FIRフィルタ設計

FIRフィルタ

FIR(Finite Impulse Response)フィルタとは、直訳すると有限長のインパルス応答をもつディジタル回路ならではのフィルタです。FIRフィルタは通信、計測、制御などの様々な分野で用いられています。次にFIRフィルタの回路図を示します。

FIRフィルタ

この図より入力信号に対して遅延、乗算、加算をすることで出力信号を生成する回路だと分かります。ここで重要な演算は乗算です。乗算時の係数によって得られる出力信号が変化します。フィルタ設計とは、所望する出力信号に近似するようにフィルタ係数hを決定する問題です。

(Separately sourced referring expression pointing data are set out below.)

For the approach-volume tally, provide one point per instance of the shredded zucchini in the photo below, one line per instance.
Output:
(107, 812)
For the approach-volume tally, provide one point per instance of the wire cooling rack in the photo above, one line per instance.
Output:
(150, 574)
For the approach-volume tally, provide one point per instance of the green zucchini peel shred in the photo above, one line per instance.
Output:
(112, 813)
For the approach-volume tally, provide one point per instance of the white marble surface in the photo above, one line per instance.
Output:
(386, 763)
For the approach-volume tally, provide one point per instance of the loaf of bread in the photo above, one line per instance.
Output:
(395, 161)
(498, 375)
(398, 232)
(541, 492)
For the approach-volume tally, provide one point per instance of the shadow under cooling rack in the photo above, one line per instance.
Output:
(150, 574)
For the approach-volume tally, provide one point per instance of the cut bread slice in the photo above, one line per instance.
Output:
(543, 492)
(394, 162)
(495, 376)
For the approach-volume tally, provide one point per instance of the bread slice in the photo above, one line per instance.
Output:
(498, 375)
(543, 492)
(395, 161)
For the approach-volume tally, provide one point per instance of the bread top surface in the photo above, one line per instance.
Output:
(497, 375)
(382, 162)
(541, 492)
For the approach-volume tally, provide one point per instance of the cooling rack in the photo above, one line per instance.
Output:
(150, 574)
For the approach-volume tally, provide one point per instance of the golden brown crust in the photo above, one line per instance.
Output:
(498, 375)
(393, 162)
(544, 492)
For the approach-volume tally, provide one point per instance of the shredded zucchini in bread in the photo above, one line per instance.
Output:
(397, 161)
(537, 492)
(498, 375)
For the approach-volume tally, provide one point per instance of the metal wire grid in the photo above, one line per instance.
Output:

FIRフィルタに対する設計法はすでに確立されていて、窓関数法、最小2乗法、線形計画法などがあります。次に線形計画法で設計したFIRフィルタの振幅特性を示します。

FIRフィルタの振幅特性

この設計は比較的簡単にできます。では何を研究するの?となると思いますが、実はFIRフィルタには問題点があります。それはフィルタの精度を高くすると高次数となり、回路規模が大きくなる傾向があることです。次数とは遅延器の個数であり、上の回路図ではNで表しています。このNが数千にも及ぶことは珍しくないそうです。そうなると問題となるのが消費電力の増加とそれに伴う動作速度の低下です。これを解決するために回路規模を削減しようという考えがあります。私はこの考えに基づいて研究していました。

スパースFIRフィルタ

先に述べた問題の解決法の1つが「乗算器を疎らに配置する」というものです。こうしたFIRフィルタを「スパースFIRフィルタ」と呼びます。次にスパースFIRフィルタの回路図を示します。

スパースFIRフィルタ

上のFIRフィルタの回路図と見比べるとN-1番目の乗算器がなくなっていることが分かります。このようにして回路規模を削減します。ただし、乗算器を削減しているため、当然ながらフィルタの精度は低くなります。フィルタの精度をなるべく維持するように削減する乗算器を決定することがこの問題の最も難しい点です。例えば100次(N=100)程度のFIRフィルタの乗算器をたかが5個削減するだけでも7千万以上の選び方があります。その中から最も良い、またはそれに準じる精度をもつフィルタを選ぶとなると相当難しい問題であることが伝わると思います。次に私が提案したタブーサーチによる設計法で設計したスパースFIRフィルタの振幅特性を示します。

スパースFIRフィルタの振幅特性

この特性と同程度の精度を非スパースFIRフィルタで得ようとしたら、このスパースFIRフィルタよりも回路規模が大きくなります。